Open Drago95 opened 2 days ago
Note for team: I investigated this and it is not really a regression. It is one of those quite common model diffing cases where each time the model is compared it is still different even after applying the migration. Often this is a bug, but in this case it is not a bug because the model data contains DateTime.Now
:
modelBuilder.Entity<DiaryEntry>().HasData(
new DiaryEntry
{
Id = 1,
Title = "Went Hiking",
Content = "Went hiking with Joe!",
Created = DateTime.Now
},
We should be aware that this type of issue will now show up as a pending model changes error.

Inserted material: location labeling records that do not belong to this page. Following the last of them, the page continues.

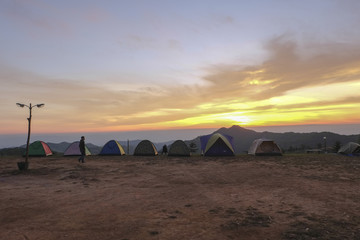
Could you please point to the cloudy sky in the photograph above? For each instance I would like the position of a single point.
(126, 65)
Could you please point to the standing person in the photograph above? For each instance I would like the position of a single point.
(82, 149)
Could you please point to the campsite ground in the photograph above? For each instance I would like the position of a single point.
(243, 197)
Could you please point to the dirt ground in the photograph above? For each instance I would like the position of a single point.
(135, 198)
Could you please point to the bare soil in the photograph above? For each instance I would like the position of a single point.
(135, 198)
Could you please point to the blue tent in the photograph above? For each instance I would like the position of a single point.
(217, 145)
(112, 147)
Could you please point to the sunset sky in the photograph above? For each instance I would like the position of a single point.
(118, 65)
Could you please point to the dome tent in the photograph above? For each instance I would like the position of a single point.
(39, 149)
(145, 148)
(350, 149)
(74, 150)
(179, 148)
(112, 147)
(217, 145)
(266, 147)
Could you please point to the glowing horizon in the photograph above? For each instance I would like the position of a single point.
(130, 66)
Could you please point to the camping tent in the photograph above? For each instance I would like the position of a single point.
(179, 148)
(39, 148)
(264, 147)
(74, 150)
(112, 147)
(217, 145)
(145, 148)
(350, 148)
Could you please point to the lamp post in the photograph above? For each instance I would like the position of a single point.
(30, 106)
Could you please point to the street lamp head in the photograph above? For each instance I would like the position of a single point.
(20, 105)
(40, 105)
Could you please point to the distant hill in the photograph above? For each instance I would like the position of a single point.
(243, 138)
(288, 141)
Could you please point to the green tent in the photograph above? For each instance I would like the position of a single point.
(39, 149)
(145, 148)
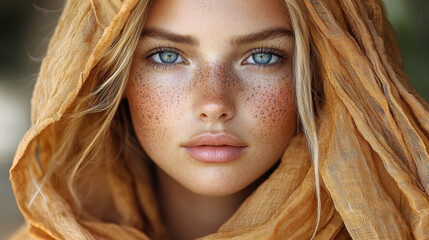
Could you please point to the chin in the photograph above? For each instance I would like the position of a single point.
(217, 185)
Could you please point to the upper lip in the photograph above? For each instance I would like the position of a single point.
(215, 139)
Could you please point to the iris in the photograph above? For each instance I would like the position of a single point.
(262, 58)
(168, 57)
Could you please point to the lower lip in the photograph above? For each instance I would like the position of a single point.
(215, 154)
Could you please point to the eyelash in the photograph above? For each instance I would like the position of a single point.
(282, 57)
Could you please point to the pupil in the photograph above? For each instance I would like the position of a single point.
(262, 58)
(168, 57)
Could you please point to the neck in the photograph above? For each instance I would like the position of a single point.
(188, 215)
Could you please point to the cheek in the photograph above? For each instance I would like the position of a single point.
(153, 107)
(272, 108)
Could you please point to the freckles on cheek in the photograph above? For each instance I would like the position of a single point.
(273, 106)
(152, 105)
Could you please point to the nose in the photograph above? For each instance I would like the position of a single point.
(213, 99)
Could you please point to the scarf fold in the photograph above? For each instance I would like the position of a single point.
(373, 131)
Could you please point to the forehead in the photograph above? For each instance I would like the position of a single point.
(217, 18)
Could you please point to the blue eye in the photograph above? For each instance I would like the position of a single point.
(262, 58)
(167, 57)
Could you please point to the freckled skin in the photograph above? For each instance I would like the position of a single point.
(213, 91)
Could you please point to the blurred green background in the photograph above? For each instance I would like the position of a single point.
(26, 28)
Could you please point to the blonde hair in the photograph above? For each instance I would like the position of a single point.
(98, 110)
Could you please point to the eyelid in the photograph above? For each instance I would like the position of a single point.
(280, 54)
(157, 50)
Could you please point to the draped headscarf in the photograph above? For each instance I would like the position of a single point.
(372, 129)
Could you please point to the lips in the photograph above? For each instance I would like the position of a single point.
(215, 148)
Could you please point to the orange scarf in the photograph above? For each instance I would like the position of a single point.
(373, 135)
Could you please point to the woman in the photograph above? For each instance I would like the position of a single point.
(178, 119)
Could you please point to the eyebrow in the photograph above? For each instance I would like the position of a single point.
(267, 34)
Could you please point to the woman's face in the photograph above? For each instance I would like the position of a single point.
(211, 93)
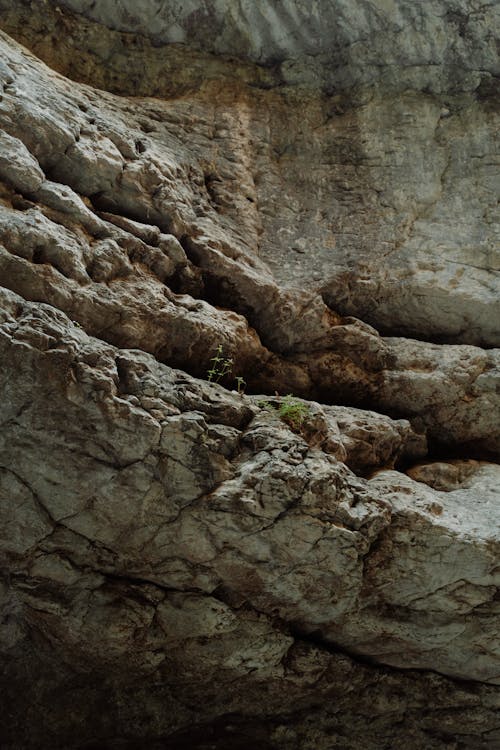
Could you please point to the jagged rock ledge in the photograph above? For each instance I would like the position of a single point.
(174, 550)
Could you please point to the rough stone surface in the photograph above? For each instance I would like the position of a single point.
(172, 549)
(381, 190)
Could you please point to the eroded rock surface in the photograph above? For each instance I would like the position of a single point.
(170, 547)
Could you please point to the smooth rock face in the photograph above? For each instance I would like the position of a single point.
(181, 566)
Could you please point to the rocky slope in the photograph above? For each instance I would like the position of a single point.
(168, 546)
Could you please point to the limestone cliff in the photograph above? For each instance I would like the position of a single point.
(311, 189)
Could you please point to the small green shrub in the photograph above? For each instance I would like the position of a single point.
(291, 410)
(220, 366)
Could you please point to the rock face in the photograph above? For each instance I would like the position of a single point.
(217, 571)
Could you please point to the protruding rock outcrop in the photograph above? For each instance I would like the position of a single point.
(170, 548)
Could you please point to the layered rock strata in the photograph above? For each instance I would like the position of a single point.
(169, 546)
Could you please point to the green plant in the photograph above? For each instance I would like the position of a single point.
(240, 384)
(221, 366)
(293, 411)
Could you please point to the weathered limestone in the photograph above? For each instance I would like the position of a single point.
(313, 187)
(130, 556)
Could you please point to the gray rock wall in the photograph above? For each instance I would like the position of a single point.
(181, 567)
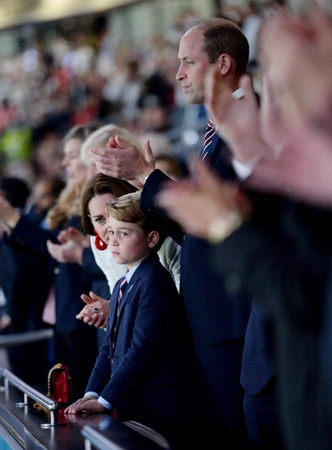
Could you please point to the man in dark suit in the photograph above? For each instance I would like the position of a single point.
(218, 325)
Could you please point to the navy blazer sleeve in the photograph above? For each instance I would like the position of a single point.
(144, 334)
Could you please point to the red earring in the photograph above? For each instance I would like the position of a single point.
(99, 243)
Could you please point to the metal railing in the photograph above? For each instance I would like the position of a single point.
(29, 392)
(11, 340)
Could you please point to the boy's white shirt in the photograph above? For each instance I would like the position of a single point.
(169, 255)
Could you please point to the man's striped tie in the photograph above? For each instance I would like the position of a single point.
(209, 135)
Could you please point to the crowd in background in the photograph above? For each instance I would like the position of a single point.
(48, 87)
(277, 247)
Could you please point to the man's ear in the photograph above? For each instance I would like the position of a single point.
(225, 63)
(153, 238)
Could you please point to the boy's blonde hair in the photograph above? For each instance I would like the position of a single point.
(127, 209)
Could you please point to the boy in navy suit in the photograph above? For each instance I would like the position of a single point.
(145, 369)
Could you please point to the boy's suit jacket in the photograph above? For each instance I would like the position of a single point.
(145, 368)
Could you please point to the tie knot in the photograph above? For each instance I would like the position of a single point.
(210, 124)
(123, 286)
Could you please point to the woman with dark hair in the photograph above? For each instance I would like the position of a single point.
(75, 344)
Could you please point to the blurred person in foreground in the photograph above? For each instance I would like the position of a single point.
(286, 149)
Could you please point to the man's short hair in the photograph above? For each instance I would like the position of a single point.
(224, 36)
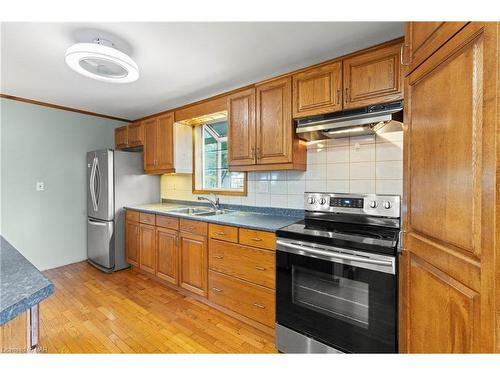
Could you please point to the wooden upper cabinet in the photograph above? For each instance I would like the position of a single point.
(165, 142)
(373, 77)
(158, 144)
(132, 243)
(167, 255)
(422, 39)
(318, 90)
(193, 263)
(451, 163)
(147, 253)
(121, 137)
(274, 122)
(241, 128)
(149, 127)
(135, 136)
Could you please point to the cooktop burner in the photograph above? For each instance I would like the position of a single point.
(364, 222)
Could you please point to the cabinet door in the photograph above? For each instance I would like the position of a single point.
(135, 134)
(167, 257)
(422, 39)
(150, 144)
(193, 263)
(448, 265)
(132, 242)
(318, 90)
(241, 128)
(121, 140)
(274, 122)
(373, 77)
(165, 143)
(147, 254)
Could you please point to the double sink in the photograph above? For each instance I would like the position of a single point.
(200, 211)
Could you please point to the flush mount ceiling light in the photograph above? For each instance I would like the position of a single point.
(100, 61)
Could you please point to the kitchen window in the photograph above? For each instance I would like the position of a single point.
(211, 169)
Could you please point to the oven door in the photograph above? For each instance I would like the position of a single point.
(342, 298)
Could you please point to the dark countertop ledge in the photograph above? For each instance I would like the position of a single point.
(22, 285)
(244, 219)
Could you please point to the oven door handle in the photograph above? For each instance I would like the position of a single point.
(308, 251)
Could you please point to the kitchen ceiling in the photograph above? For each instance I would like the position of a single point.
(179, 63)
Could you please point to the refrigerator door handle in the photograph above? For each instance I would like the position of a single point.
(92, 184)
(98, 183)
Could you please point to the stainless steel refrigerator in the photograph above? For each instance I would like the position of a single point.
(114, 179)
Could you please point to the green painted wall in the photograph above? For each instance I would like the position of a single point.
(43, 144)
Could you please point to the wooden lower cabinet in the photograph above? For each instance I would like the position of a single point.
(254, 302)
(193, 263)
(132, 242)
(147, 257)
(167, 255)
(243, 262)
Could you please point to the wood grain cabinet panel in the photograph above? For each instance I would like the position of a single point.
(422, 39)
(252, 301)
(274, 122)
(258, 238)
(318, 90)
(193, 263)
(165, 142)
(158, 142)
(147, 253)
(241, 128)
(454, 306)
(243, 262)
(373, 77)
(149, 145)
(121, 137)
(167, 255)
(135, 134)
(132, 242)
(448, 268)
(223, 232)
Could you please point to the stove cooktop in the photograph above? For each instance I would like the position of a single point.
(345, 235)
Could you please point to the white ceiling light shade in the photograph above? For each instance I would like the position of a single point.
(102, 62)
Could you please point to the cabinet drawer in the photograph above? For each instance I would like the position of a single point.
(258, 238)
(147, 218)
(132, 215)
(193, 226)
(223, 232)
(167, 222)
(247, 263)
(252, 301)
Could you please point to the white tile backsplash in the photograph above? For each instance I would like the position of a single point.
(362, 164)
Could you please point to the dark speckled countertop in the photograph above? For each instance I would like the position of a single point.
(22, 286)
(269, 220)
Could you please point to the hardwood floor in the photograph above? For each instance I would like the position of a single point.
(127, 312)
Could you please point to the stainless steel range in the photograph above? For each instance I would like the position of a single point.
(336, 276)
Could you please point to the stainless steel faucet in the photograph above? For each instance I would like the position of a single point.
(214, 202)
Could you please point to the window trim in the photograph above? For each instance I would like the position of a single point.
(242, 193)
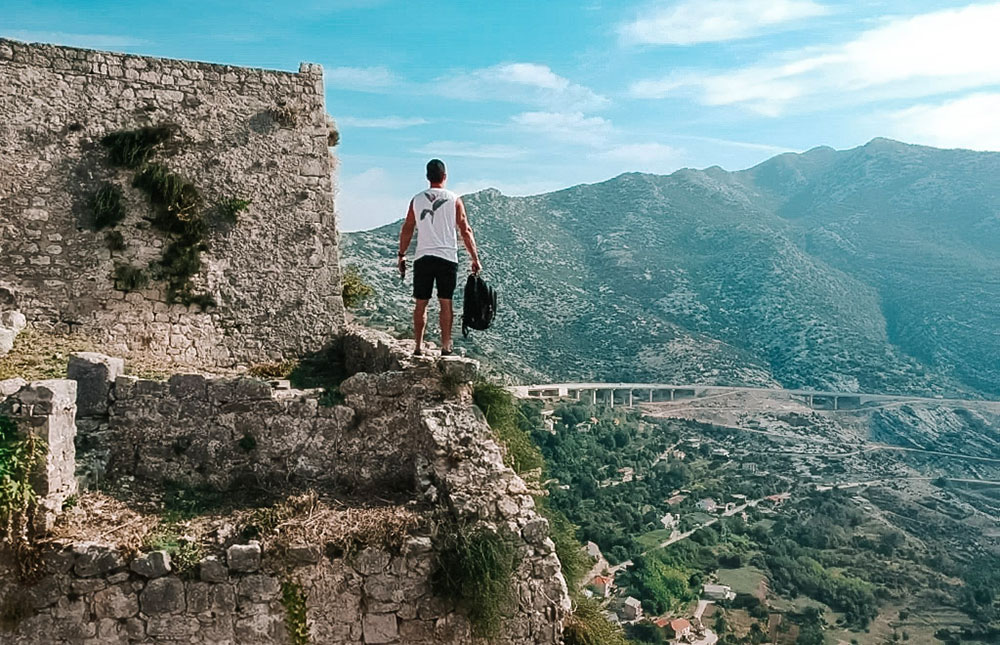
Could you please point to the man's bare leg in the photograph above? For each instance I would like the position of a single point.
(447, 316)
(419, 323)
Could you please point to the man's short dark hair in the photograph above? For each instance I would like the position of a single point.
(435, 171)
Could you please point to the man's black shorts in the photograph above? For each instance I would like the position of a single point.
(431, 269)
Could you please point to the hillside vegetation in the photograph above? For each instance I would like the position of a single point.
(871, 269)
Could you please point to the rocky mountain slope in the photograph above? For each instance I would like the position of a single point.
(871, 269)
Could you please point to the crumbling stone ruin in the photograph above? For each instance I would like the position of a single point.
(235, 135)
(410, 430)
(324, 515)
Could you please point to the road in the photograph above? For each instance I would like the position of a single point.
(683, 536)
(524, 391)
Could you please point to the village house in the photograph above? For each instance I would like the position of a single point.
(708, 505)
(602, 586)
(680, 629)
(718, 592)
(632, 609)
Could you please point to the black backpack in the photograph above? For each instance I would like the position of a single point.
(480, 305)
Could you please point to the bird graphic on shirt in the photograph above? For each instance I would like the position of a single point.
(435, 204)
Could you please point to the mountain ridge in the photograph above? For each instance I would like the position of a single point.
(871, 268)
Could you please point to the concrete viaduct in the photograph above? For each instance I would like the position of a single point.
(630, 393)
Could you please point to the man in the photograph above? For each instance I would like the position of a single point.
(438, 215)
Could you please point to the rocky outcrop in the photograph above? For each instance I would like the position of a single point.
(253, 135)
(48, 410)
(11, 324)
(412, 428)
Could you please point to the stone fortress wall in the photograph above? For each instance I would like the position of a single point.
(405, 423)
(241, 133)
(404, 427)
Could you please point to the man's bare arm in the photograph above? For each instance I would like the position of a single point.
(467, 236)
(406, 235)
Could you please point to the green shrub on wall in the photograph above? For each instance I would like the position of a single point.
(130, 278)
(106, 206)
(178, 212)
(229, 209)
(21, 453)
(587, 625)
(355, 290)
(132, 148)
(474, 568)
(293, 599)
(177, 199)
(502, 414)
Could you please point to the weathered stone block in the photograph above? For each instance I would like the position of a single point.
(152, 565)
(243, 558)
(380, 628)
(163, 596)
(185, 386)
(211, 569)
(371, 561)
(171, 627)
(115, 602)
(96, 559)
(95, 374)
(458, 369)
(257, 588)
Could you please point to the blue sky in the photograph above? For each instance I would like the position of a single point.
(530, 96)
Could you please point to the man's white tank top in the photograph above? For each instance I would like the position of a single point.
(437, 234)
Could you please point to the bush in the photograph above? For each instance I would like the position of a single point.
(293, 599)
(279, 369)
(355, 290)
(132, 148)
(181, 261)
(587, 625)
(115, 241)
(184, 554)
(178, 199)
(107, 207)
(229, 209)
(474, 568)
(502, 414)
(20, 454)
(574, 560)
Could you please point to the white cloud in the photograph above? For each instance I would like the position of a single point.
(359, 78)
(528, 83)
(90, 41)
(644, 157)
(509, 188)
(470, 149)
(701, 21)
(366, 200)
(967, 122)
(928, 54)
(570, 127)
(386, 122)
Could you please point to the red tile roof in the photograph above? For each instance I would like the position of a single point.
(680, 624)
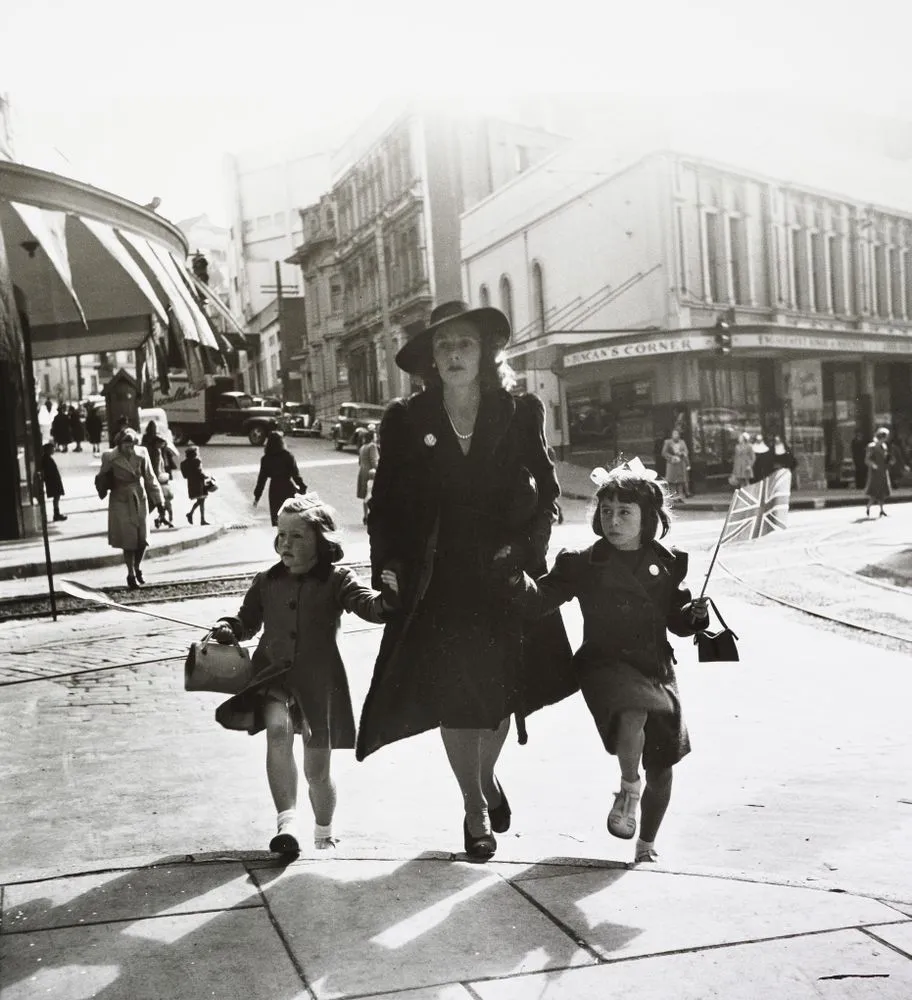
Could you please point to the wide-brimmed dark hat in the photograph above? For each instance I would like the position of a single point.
(416, 356)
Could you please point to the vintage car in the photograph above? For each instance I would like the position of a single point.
(353, 418)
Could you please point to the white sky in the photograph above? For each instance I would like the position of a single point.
(146, 104)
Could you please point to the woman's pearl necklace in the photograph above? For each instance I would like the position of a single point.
(462, 437)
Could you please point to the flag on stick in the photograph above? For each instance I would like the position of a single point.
(758, 509)
(755, 510)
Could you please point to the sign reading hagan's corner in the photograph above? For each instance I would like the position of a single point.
(641, 349)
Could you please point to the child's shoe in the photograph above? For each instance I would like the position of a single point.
(622, 818)
(286, 839)
(323, 838)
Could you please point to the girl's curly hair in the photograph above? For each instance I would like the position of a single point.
(652, 496)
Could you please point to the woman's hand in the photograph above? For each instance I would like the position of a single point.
(389, 582)
(223, 634)
(698, 609)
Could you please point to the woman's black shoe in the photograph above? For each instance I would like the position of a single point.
(500, 815)
(482, 848)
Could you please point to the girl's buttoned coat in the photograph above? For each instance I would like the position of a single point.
(131, 480)
(297, 654)
(428, 496)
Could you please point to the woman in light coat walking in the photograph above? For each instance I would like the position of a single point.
(126, 478)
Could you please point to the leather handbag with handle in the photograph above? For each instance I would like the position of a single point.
(212, 666)
(717, 647)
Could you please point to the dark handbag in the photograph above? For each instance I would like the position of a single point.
(717, 647)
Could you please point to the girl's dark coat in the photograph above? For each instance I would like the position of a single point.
(281, 469)
(513, 482)
(298, 653)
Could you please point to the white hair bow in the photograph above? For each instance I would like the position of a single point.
(601, 476)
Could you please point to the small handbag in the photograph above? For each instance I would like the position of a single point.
(212, 666)
(717, 647)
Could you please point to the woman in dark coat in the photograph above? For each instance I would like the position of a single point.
(278, 465)
(463, 472)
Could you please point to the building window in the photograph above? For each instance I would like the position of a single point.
(538, 297)
(506, 299)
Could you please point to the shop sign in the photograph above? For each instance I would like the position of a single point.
(640, 349)
(810, 342)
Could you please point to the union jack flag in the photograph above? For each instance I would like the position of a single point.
(758, 509)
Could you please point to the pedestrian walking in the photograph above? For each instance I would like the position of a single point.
(60, 429)
(93, 428)
(163, 457)
(77, 428)
(743, 464)
(53, 484)
(878, 459)
(127, 480)
(198, 483)
(280, 467)
(763, 459)
(299, 684)
(368, 457)
(677, 463)
(631, 593)
(463, 470)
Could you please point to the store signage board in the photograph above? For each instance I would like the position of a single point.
(672, 344)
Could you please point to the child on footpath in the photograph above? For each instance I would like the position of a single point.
(192, 471)
(299, 683)
(631, 593)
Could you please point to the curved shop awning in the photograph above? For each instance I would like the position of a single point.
(94, 267)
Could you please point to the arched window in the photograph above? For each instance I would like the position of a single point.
(506, 299)
(538, 296)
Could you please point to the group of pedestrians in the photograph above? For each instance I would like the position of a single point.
(459, 518)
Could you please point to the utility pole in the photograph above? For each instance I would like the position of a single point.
(392, 375)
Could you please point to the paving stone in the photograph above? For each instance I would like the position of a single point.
(899, 935)
(126, 895)
(233, 955)
(793, 969)
(383, 926)
(623, 913)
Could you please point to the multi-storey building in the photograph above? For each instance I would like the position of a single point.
(316, 362)
(619, 269)
(400, 184)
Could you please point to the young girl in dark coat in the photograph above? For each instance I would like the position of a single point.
(192, 471)
(630, 589)
(299, 684)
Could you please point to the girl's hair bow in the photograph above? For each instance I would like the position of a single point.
(602, 476)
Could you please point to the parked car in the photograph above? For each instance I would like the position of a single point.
(351, 420)
(299, 420)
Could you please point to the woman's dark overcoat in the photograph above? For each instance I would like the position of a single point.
(297, 653)
(458, 655)
(281, 469)
(132, 481)
(625, 660)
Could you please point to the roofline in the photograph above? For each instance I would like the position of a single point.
(47, 190)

@Drago95 When EF adds a new migration, it compares the data in the old model to that in the current model. If it has changed, then the data is updated in the database. However, in your case the data will change every time EF looks at it, since DateTime.Now
will return a different value each time it is run. The DateTime should instead be a value that will not change from run to run unless that is explicitly intended.
Thanks - understood.
I'm assuming there's not much we can do here (except in theory generate the model twice and compare the resulting seeding values, so that we can error if they're different - would we go to the trouble)?
Adding a note to the docs in https://github.com/dotnet/EntityFramework.Docs/pull/4878.
@roji I think this is by-design, but I added the label to check opinions from the team, and to raise awareness that we will now start seeing this kind of error for these kinds of issue.
Yeah... As a limitation it feels like it would be nice to alert the user that they're doing something wrong, but I'm not sure it's worth investing in HasData() at this point to add this error/warning.
We would only be able to detect this using an analyzer.
We can indeed do an analyzer specifically for DateTime.Now - that doesn't seem too hard, but I'm also not sure I'd want us to invest the effort in HasData() at this point. It would also obviously be specific (there are any number of other non-deterministic functions). I'll bring to design to see if we want to keep it.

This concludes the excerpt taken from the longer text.